The banking firm employs 6,000 people in Calderdale and has a vast corporate centre on Trinity Road in Halifax.

Lloyds Banking Group was established in 2009 when Lloyds TSB acquired HBOS.

Russell Galley, managing director of the Halifax, said: "We relaunched the Halifax brand with a modern new look and a brand new TV advert,emphasising the message that Halifax is a can-do bank that 'makes it happen' for customers - from the big moments like getting the keys to a new home, to simply paying in a cheque via our mobile app. "

Through the Halifax Savers Prize Draw, it has paid out over £3.7m to customers so far this year, adding to a total prize fund of over £60m since the draw launched in 2011.

Mr Galley said the Halifax has the country’s largest branch-based mortgage team.

"In the first half of the year we rewarded our mortgage customers with £12m through our dedicated campaigns," he said.

"We announced the winners of our first ever Halifax Mortgage Prize Draw, changing the lives of three lucky customers by paying off their mortgages in full, and awarding a further 100 with £1,000 each – a total pay-out of over £470,000.

"Our £750 remortgage cashback campaign showed our commitment to supporting customers moving to us from another lender, providing an extra boost during an expensive time."

He said the Halifax is investing in its branch network and in digital banking, including its top-rated mobile banking app and video banking service, making it easier and quicker for customers.

He said that Halifax credit card customers can now use the mobile app to “freeze” and “unfreeze” their cards, in the event they are lost or mislaid, giving them greater confidence their money is safe.

"I’m incredibly proud of the commitment and energy the team brings to work every day for our customers, and this has been recognised once again through our award wins, including What Mortgage Awards for Best Overall Lender and Best Mortgage Lender for First Time Buyers," he added.

Russell Galley: Working together to put end to financial exclusion

Lloyds' extra provision for payment protection insurance (PPI) came as the number of claims jumped ahead of the August 29 deadline, bringing its total in the half-year to £650m - and the total for the scandal so far to a mammoth £20.1bn.

On an underlying basis, Lloyds said pre-tax profits slipped 1 per cent to £4.19bn in the six months to June 30.

Lloyds chief executive Antonio Horta-Osorio said that, while the economy has remained resilient amid Brexit, the "continuing uncertainty is having an impact and leading to some softening in business confidence as well as in international economic indicators".

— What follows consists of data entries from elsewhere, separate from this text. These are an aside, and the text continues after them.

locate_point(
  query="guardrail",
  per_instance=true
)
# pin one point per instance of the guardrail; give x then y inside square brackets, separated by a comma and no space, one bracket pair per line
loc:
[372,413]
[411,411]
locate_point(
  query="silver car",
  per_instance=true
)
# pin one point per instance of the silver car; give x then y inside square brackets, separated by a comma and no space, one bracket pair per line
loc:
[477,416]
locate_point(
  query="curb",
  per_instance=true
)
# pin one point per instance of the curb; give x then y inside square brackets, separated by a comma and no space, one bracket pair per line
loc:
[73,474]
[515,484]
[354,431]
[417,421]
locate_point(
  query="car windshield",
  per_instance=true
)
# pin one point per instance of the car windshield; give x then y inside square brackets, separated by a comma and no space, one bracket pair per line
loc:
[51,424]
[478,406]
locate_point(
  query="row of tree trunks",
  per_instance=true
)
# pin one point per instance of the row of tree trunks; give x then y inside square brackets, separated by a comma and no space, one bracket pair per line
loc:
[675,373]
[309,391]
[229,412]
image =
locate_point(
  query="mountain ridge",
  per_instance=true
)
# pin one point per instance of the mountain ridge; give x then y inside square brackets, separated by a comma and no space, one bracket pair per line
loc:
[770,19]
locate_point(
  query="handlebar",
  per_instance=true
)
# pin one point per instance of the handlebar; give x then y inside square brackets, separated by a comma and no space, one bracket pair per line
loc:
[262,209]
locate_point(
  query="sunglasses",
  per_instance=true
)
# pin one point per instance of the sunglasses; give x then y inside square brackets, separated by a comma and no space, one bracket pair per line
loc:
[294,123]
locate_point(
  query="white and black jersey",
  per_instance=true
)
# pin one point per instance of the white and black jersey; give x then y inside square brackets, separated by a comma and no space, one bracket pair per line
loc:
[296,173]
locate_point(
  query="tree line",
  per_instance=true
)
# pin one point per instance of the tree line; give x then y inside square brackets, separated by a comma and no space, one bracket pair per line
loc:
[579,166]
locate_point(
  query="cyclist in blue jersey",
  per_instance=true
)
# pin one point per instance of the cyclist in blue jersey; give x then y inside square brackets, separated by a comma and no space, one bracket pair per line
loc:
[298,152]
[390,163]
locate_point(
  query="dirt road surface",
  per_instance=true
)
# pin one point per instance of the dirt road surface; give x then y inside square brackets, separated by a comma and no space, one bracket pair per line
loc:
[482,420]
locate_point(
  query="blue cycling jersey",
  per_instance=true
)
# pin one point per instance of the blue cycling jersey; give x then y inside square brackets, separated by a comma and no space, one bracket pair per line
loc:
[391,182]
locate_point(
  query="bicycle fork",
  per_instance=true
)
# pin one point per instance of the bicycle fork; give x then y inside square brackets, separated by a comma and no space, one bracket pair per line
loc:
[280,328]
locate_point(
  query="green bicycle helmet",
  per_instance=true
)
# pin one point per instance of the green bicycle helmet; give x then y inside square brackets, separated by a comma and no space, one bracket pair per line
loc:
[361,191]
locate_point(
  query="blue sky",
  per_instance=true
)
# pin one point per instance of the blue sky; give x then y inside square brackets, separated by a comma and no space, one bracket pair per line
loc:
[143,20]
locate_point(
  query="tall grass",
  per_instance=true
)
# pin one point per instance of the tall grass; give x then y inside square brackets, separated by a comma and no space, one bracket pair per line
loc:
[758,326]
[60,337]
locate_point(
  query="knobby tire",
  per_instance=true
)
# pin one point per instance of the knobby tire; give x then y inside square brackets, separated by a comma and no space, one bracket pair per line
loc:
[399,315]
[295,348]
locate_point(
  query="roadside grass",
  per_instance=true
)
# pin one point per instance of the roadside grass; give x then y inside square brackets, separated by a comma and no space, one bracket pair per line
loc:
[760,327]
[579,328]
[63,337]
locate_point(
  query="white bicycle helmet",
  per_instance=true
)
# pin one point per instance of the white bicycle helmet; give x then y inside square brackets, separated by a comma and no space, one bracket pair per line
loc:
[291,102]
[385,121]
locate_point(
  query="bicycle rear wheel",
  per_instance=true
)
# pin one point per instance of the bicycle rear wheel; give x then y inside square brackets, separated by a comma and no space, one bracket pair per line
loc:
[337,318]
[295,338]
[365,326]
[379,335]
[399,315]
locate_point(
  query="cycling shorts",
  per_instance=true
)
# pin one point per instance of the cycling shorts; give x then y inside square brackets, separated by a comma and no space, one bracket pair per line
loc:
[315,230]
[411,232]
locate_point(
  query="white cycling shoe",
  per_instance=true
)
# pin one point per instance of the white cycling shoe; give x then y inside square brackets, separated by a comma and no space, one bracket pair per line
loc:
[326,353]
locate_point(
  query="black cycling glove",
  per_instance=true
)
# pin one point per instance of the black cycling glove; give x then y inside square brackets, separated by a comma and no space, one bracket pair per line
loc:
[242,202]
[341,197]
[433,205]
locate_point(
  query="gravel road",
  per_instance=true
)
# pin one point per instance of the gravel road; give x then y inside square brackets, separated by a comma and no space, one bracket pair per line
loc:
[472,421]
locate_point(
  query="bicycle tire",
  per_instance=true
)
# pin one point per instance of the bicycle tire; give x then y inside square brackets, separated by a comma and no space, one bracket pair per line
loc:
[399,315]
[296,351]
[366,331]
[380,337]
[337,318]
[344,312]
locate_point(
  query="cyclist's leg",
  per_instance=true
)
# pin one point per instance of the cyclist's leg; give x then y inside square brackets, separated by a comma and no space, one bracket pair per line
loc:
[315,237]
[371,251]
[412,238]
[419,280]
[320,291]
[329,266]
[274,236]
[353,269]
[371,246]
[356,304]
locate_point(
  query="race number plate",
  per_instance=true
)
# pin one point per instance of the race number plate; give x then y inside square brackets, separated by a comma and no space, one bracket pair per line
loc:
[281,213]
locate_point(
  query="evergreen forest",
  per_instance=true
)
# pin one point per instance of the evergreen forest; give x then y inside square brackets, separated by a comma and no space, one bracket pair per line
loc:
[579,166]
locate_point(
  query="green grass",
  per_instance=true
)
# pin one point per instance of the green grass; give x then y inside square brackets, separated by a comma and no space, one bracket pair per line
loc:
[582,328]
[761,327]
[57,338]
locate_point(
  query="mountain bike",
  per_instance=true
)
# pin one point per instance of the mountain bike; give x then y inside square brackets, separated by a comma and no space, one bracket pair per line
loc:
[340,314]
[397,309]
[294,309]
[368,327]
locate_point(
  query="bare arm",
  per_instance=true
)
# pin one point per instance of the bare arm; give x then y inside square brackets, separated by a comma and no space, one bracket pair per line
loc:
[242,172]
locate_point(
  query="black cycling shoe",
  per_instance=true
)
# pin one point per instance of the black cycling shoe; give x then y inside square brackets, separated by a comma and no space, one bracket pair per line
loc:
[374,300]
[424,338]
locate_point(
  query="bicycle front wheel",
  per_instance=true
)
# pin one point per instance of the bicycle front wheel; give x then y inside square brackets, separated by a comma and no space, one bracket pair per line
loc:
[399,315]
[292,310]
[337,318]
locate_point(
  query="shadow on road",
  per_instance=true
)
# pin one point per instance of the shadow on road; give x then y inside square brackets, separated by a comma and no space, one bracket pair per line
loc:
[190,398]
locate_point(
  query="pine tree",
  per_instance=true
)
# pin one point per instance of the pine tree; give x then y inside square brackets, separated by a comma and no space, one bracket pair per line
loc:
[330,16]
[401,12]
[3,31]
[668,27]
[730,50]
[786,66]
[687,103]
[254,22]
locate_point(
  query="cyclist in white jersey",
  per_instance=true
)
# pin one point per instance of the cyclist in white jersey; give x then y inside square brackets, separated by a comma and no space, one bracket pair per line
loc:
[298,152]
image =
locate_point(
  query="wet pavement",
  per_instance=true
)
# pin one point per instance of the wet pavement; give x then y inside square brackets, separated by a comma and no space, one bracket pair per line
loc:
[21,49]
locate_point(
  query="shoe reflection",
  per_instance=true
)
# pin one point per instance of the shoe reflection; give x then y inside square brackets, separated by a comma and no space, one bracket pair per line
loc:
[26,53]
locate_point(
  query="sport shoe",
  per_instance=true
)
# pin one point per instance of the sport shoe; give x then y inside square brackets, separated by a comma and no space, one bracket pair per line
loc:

He insisted the group is "absolutely prepared for whatever happens" amid mounting fears that Prime Minister Boris Johnson is putting the UK on course for a no-deal Brexit.

Lloyds finance boss George Culmer said the level of PPI activity had "caught us by surprise", with between 190,000 and 200,000 requests for information now being made each week, though only 10% of these are converted into actual claims.

Richard Hunter, head of markets at interactive investor, said: "Yet another PPI provision of £550m for the second quarter is unwelcome, leaving Lloyds counting the days until the 29th August deadline arrives and the issue can finally be consigned to the history books.

"Meanwhile, competition in its important mortgage market remains fierce, the historically low interest rate environment is not one which favours the banks in general and management outlook from the company is relatively subdued."